I've essentially been using Eudora, in one version or another, since about 1995. For the most part, I love it.

And of course, they've stopped upgrading it and offering support. And my latest version, which is a few years old, is Eudora 7.0, and it seems to be showing some signs of age.

Anyone have any suggestions for a good email program? I don't like using web email since I prefer to download my email to my own computer for posterity. (For instance, I still have virtually every email my husband and I exchanged since we met in May 1995. :)

Anyway, I don't mind paying for good software. I do prefer software that doesn't tag my emails with advertising, especially if I'm paying for it. And I hate Outlook Express, which is looking like my only other real option. But there's got to be something else out there that I just haven't heard about. Oh, and it needs to be able to pull email from multiple accounts and sort it according to filters that I can create and modify.

Thanks!

Side Effects or Illness?

It's so frustrating when I start a new medication and get sick at the same time because I'm never sure whether it's all side effects from the meds (as it turned out to be with the Plaquenil) or it's a legitimate, unrelated illness.

Essentially, I have cold- and flu-like symptoms. Which, of course, are on the list of possible side effects from the new medicine. But I think it's pretty likely to just be an unpleasant cold (is there such a thing as a pleasant one? :) since Ellie and Scott have had one on and off for a few weeks now. I'm probably just lucky that I held it off as long as I did!

***

It's technically too soon to tell whether the Salsalate is doing any good. The materials I read about it say it takes 3 to 4 days before it really reaches a level that it can do something.

But I think I am doing a teensy bit better lately. I don't know if it's the acupuncture, the Salsalate or just finally recovering from the exacerbation caused by the Dental Hygienist From Hell that I saw on Dec. 5. I feel like I'm essentially back to where I was before that, which wasn't necessarily such a great place to be, but was way better than how I felt after Dec. 5.

Anyway, I have been able to cut back some on my pain meds, which is generally a good thing. Maybe I won't end up a drug addict after all. :)

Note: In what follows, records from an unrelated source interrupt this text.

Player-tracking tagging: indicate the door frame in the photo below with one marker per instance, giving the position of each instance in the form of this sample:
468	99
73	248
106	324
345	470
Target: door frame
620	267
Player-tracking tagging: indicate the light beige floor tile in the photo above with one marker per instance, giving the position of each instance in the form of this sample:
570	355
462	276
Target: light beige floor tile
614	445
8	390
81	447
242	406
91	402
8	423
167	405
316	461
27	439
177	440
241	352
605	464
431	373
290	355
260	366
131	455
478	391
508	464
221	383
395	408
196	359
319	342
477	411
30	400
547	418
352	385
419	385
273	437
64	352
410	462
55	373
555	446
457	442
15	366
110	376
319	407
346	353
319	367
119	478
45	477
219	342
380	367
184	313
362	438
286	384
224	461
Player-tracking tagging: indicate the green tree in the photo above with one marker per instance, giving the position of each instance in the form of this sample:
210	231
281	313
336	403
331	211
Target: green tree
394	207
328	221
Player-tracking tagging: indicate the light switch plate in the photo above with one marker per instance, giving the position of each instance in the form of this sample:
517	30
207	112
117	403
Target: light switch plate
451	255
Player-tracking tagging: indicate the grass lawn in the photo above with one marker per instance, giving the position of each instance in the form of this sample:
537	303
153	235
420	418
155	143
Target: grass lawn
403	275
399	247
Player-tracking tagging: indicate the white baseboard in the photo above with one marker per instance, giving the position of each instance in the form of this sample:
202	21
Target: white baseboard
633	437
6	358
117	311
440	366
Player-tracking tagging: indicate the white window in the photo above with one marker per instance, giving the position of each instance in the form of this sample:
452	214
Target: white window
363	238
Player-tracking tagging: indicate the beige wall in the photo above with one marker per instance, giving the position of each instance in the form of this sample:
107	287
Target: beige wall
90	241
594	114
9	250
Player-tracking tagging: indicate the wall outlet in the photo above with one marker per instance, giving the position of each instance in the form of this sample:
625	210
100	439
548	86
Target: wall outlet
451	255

Anyway, I still have zero energy and I still have a great deal of pain, but I'm grateful for any small bit of improvement I can find.

The New NSAID

So, the new anti-inflammatory the rheumatologist prescribed for me is called Salsalate. It is apparently the generic of a drug called Disalcid and is used for Rheumatoid Arthritis among other things.

My husband finally picked up my prescription for me tonight (We ran out of time last night and I didn't make it to the pharmacy today as I'd hoped; I'm lucky to have someone willing to make those pharmacy runs for me!). I hadn't remembered what the name of the medication was, so I was happy to finally be able to look it up on RxList.com and remind myself of the warnings the doctor gave me. (By the time he got around to writing prescriptions, I'd already been there three hours and was more than a little dazed and confused.)

One of the major side effects is tinnitus (ringing in the ears) and minor hearing loss. The good news is it's temporary and will only last as long as I'm on the medication. The less good news is apparently that's one of the ways they make sure you're on a high enough dosage; if you're not having those symptoms, you need a higher dose.

At least one person commented that they were surprised that I wasn't already on NSAIDs. The problem is I developed some pretty serious peptic ulcers while on NSAIDs for a 1995 shoulder injury. I started throwing up constantly in June 2000, and eventually an endoscopy showed that I had a huge ulcer. I was put on high dosages of Nexium and told that would counteract the problem of my NSAIDs.

Well, it didn't. And I continued to develop new ulcers in the stomach. So my gastroenterologist switched me to Vioxx, and promised that the combination of Vioxx, which was advertised as gentler on the stomach than the diclofenac potassium I was on before that, and the high dosage of Nexium would prevent any repeats.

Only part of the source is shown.